Smoothed Empirical Likelihood in R

Smoothed Empirical Likelihood R package announcement

GitHub repository: https://github.com/Fifis/smoothemplik

This package provides the following features.

  1. Fast kernel methods in C++. On machines with limited memory, round-off inevitably occurs, therefore, even infinite-support kernels, like Gaussian, will be evaluated in the tails to something that will not change the sum. Motivating example: Gaussian CDF, pnorm(8.3) - 1 == 0 is TRUE. All valid kernels are bounded in practice, and a quick check if X is in the kernel support saves CPU cycles. The highly efficient RcppArmadillo library speeds up vector handling, making it faster than in the vanilla C++.

  2. Memory saving in C++. Given the large size of modern data sets, even sparse matrices cannot handle kernel weight matrices due to memory limitations. On the other hand, smoothing for each separate observation introduces too much overhead. Hence, internal data chunking is required to carry out non-parametric estimation in reasonable time. The functions kernelWeights(), kernelDensity(), and kernelWeights() from smoothemplik never load more than 1 GB of matrix data into the memory.
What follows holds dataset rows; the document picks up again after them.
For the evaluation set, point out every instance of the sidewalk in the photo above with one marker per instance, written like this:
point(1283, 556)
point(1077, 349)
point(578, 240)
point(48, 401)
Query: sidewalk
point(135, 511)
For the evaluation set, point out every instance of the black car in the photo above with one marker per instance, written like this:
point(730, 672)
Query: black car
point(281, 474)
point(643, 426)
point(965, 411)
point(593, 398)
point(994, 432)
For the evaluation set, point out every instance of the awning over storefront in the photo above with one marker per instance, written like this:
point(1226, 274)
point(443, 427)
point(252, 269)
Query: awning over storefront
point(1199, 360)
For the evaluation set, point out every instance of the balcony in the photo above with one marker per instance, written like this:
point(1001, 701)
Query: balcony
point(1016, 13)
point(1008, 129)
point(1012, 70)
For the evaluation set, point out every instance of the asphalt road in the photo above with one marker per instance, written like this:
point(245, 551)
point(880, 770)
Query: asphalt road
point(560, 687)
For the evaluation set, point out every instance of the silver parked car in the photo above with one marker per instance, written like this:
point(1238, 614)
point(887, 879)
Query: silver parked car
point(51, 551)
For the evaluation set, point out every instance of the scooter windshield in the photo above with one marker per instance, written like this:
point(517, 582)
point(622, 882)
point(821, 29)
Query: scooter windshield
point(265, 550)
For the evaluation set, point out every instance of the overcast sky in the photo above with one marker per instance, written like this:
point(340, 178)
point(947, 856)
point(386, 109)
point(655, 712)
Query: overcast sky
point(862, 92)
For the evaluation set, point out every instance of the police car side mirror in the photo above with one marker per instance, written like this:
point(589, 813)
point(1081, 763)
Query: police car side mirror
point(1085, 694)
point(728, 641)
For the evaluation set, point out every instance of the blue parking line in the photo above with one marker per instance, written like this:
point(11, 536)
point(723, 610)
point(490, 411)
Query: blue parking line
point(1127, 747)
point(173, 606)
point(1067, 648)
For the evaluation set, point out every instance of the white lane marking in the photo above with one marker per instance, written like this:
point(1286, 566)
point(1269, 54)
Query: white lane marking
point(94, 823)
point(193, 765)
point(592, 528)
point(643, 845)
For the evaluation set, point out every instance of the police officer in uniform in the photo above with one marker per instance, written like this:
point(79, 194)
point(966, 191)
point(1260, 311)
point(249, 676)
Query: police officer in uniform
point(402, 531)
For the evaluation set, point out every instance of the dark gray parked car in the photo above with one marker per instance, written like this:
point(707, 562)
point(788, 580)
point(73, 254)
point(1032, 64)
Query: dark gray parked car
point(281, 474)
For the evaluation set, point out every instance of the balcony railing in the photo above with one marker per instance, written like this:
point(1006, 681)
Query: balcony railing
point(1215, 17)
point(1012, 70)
  3. Parallelisation in C++. With each non-parametric job now taking less than 1 GB RAM, parallel processing of these manageable chunks through RcppParallel is feasible and efficient.

  4. Built-in de-duplication routines. Data pre-processing can reduce the number of operations required for non-parametric estimation. Many base R functions have the weights option to handle repeated observation via multiplying their contribution to the objective function. However, popualar packages, like np package does not support weights for smoothing. In smoothemplik weighted non-parametric have a fast pre-processing stage with data.table that counts duplicates in nearly linear time and uses weights to save quadratic kernel-matrix time.

  5. Efficient kernel estimation with mixed kernels. If an exogenous variable is discrete, then, is forms zero product kernel weights for pairs with different values of this variable. This creates a block kernel-weight matrix structure that facilitate blockwise parallel processing and reduce memory usage. As a result, non-parametric estimation with mixed kernels takes less time and memory.

  6. Fast and reliable univariate EL. Art B. Owen (2017)provides an R function of SEL with counts where the lambda search maximises \(\log(1+\lambda'Z_i)\) via a quasi-Newton method. In the univariate case, a more efficient bisection method (Brent) searches for the root (zero) of its derivative on a bracketed interval, allowing for faster convergence and preliminary checks. The function weightedEL() from smoothemplik checks the spanning condition to stop immediately instead of waiting until reaching iteration limit. In many cases, this bracketed root search is more than 10 times faster than the quasi-Newton maximisation for univariate weighted EL.

  7. SEL in the presence of discrete variables. This package proves a function to efficiently compute SEL for block-wise weight matrices. It saves memory and enables parallelisation.

Other non-parametric procedures, like the Sieve Minimum Distance (SMD) of Ai & Chen (2003), can also benefit from de-duplication and optimised kernel routines.

In overall, this package makes SEL a computationally feasible method that shares such desirable properties as internal studentisation and no need for variance estimation with generalised empirical likelihood (GEL).